The attacker then repeatedly tried to log in to the contractor’s Uber account. Each time, the contractor received a two-factor login approval request, which initially blocked access. Eventually, however, the contractor accepted one, and the attacker successfully logged in.

This tactic was successfully used by an attacker earlier this year against a Cisco Systems employee.

“From there, the attacker accessed several other employee accounts which ultimately gave the attacker elevated permissions to a number of tools, including G-Suite and Slack. The attacker then posted a message to a company-wide Slack channel, which many of you [reporters] saw, and reconfigured Uber’s OpenDNS to display a graphic image to employees on some internal sites.”
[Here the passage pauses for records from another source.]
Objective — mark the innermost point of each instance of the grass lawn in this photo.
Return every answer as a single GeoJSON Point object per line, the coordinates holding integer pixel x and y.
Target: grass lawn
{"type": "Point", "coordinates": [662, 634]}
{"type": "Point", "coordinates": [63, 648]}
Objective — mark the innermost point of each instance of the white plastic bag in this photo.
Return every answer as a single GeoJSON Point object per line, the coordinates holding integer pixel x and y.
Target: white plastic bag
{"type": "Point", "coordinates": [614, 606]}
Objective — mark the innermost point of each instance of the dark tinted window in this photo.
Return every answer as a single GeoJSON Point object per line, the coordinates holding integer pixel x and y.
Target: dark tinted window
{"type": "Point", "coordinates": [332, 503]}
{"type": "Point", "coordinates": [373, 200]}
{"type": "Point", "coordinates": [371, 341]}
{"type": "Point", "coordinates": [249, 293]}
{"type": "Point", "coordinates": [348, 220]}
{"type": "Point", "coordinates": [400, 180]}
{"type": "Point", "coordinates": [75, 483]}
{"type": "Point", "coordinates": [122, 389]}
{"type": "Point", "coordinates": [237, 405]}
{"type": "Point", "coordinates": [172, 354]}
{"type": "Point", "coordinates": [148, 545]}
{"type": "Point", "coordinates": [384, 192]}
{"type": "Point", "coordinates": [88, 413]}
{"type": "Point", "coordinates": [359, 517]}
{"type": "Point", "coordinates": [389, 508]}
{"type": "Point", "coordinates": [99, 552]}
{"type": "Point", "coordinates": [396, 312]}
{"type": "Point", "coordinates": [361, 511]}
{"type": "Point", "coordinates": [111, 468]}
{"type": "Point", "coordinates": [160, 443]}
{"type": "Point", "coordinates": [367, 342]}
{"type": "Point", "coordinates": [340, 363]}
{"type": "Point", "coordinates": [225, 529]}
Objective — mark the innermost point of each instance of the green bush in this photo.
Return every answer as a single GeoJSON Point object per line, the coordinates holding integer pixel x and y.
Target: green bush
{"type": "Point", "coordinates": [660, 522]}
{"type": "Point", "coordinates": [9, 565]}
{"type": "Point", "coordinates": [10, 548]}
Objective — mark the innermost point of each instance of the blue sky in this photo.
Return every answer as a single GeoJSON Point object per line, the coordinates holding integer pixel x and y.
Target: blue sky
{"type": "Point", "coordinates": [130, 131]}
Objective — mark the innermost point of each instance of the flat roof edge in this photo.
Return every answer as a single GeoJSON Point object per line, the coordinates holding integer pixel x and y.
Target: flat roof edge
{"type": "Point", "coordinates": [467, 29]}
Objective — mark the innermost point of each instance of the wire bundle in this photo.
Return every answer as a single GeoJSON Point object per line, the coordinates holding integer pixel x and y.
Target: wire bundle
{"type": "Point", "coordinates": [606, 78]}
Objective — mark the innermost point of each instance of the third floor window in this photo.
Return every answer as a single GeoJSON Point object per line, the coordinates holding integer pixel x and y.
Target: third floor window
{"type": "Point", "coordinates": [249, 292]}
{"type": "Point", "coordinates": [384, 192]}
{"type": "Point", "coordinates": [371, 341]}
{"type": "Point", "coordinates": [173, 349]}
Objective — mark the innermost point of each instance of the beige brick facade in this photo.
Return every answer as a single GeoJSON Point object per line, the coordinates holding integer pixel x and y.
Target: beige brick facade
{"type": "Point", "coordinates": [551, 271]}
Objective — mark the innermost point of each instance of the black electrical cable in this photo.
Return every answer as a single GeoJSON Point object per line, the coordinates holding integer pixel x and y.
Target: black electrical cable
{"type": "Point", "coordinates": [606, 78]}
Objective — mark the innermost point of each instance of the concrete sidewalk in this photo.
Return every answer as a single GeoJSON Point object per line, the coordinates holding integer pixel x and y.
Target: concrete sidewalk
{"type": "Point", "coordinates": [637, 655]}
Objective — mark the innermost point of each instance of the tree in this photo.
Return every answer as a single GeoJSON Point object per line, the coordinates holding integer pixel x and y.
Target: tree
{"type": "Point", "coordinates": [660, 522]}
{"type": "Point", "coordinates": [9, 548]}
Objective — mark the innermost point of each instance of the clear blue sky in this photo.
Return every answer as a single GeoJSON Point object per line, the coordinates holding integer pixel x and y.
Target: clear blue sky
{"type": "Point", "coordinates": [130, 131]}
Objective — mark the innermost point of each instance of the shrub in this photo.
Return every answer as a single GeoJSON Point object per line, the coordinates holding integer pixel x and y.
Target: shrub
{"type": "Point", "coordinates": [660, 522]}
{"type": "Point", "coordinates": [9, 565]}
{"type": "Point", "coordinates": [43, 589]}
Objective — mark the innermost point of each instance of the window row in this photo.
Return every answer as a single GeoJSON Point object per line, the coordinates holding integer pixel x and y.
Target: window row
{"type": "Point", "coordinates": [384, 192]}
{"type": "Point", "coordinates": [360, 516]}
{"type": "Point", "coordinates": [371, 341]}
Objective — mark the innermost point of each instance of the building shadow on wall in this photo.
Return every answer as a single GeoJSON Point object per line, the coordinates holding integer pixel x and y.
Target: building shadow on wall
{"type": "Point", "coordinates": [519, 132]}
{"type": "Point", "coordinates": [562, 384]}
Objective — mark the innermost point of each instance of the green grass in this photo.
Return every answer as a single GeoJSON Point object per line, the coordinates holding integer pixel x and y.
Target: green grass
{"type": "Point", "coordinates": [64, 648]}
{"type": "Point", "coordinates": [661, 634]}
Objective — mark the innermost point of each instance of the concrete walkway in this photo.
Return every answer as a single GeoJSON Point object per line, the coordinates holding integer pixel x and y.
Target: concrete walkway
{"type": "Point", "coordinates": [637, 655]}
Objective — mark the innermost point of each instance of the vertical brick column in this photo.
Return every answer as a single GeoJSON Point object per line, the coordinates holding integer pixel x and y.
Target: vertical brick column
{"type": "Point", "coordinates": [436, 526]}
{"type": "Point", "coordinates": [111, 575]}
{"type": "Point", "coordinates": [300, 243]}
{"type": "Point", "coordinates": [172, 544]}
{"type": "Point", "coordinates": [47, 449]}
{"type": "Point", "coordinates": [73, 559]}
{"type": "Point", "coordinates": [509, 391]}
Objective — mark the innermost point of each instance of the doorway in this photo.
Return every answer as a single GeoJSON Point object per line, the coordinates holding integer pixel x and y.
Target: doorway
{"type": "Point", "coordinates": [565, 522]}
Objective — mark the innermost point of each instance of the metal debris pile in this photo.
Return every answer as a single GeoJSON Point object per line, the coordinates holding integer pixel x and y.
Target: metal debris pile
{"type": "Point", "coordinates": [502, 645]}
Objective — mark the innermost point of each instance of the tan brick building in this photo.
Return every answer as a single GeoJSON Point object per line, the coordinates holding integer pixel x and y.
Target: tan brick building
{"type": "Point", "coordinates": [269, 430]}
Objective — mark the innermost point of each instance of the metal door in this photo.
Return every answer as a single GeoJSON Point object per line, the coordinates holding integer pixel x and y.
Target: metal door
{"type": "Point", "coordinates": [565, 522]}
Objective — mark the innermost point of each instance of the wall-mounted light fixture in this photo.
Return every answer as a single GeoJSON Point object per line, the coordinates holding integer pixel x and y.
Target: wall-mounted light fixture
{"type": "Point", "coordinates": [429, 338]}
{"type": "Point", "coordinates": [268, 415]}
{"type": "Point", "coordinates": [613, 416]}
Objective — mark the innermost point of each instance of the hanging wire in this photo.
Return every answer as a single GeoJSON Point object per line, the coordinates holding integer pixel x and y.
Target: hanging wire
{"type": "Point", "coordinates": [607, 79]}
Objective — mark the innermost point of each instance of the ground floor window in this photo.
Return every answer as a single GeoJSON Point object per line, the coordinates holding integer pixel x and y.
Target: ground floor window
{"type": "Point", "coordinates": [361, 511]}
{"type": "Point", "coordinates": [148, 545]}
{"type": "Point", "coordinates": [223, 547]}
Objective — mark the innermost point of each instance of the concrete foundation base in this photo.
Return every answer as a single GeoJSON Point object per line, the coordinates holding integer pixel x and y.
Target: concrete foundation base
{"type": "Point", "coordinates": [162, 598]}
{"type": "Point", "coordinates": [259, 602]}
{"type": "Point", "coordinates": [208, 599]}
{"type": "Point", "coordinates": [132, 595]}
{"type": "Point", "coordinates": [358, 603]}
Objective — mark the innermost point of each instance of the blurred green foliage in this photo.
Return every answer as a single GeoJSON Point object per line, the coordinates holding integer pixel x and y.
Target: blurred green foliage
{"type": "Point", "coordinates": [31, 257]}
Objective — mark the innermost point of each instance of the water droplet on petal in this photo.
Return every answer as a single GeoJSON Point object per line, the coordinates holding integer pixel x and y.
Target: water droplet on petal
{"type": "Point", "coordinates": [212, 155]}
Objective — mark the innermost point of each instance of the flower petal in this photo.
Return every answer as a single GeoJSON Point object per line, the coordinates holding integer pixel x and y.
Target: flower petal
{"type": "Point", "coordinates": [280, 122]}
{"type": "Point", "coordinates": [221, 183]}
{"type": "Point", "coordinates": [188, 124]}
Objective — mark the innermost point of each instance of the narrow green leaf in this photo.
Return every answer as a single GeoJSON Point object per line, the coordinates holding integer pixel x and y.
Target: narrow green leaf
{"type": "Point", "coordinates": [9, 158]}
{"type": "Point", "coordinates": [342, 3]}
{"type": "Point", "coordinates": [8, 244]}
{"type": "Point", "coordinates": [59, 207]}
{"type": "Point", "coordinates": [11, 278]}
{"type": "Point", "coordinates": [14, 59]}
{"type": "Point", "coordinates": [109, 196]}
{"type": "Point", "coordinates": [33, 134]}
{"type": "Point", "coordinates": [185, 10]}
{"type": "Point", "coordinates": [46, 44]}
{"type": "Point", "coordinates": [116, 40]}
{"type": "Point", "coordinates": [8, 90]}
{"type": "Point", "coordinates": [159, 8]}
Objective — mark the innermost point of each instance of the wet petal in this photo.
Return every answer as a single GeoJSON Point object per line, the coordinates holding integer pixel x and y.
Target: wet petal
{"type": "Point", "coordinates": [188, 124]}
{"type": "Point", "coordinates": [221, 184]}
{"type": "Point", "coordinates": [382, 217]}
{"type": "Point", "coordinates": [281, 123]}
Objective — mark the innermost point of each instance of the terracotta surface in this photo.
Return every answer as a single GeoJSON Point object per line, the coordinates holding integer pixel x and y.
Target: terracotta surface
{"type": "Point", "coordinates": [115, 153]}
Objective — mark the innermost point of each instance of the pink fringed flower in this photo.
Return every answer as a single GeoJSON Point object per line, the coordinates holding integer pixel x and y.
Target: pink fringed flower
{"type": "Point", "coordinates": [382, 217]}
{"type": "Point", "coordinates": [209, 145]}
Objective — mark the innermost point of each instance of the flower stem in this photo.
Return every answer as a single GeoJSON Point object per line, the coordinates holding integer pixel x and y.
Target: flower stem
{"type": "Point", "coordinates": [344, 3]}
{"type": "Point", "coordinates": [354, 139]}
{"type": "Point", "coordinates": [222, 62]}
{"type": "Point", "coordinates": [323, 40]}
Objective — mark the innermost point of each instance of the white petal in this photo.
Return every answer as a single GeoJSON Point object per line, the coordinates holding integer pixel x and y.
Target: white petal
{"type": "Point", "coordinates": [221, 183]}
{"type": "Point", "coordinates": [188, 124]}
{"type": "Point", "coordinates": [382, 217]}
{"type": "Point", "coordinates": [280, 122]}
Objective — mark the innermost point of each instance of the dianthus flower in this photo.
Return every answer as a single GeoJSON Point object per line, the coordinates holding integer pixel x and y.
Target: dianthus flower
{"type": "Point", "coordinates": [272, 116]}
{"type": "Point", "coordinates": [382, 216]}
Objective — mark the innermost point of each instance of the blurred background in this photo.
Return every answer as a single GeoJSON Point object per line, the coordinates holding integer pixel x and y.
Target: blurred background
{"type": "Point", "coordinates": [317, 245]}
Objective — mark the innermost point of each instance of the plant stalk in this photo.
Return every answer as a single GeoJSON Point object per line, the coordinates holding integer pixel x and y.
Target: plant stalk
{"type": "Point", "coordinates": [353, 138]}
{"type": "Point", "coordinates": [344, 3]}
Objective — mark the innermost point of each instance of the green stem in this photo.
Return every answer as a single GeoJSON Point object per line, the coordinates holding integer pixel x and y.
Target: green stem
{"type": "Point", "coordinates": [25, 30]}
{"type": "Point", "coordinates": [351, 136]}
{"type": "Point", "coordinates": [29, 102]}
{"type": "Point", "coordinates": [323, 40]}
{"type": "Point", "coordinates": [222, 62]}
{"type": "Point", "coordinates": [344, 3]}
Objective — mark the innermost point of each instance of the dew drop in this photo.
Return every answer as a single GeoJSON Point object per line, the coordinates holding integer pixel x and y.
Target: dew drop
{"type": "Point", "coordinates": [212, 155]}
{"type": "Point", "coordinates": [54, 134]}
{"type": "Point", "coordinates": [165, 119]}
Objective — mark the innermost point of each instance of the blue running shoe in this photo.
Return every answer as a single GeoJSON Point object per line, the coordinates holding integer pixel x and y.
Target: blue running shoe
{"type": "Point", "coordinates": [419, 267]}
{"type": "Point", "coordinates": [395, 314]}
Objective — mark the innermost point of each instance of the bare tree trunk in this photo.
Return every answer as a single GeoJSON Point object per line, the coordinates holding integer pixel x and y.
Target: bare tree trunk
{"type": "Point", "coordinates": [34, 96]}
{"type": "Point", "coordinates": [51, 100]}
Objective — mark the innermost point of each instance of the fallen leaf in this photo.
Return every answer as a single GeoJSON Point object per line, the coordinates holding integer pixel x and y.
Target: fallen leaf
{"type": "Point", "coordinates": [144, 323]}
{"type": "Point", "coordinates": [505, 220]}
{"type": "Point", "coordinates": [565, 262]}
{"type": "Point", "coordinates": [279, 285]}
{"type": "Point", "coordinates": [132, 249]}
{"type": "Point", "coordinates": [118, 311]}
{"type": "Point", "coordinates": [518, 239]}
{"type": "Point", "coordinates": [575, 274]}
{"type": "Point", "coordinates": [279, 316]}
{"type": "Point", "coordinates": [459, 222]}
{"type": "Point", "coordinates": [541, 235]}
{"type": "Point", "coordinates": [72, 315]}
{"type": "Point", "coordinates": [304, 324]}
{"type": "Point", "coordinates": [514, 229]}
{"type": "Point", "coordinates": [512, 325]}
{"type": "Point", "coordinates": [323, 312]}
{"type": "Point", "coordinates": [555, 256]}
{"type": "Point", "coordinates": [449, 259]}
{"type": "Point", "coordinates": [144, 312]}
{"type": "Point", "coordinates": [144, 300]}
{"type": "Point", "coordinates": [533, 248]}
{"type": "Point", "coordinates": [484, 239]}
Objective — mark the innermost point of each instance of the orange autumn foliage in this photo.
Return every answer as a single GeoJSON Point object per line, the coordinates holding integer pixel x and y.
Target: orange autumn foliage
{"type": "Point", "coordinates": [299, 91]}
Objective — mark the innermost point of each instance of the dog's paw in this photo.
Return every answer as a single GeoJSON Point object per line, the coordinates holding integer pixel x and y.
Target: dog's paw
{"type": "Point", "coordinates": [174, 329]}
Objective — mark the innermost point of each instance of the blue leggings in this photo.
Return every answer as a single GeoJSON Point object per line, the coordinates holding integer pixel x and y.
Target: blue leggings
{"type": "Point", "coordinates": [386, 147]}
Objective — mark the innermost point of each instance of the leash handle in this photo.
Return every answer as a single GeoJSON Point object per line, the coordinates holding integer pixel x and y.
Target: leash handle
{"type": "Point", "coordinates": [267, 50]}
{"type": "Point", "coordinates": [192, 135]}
Uber believes the attacker or attackers are affiliated with the Lapsus$ gang, which was thought to have been seriously damaged in March when U.K. police arrested seven people between the ages of 16 and 21. Ultimately two teens who allegedly hacked for the gang were charged.

Lapsus$ has gained notoriety for claiming attacks on graphics card maker Nvidia, Samsung, Cisco Systems and online games developer Ubisoft. Microsoft acknowledged in March it was hit by the gang.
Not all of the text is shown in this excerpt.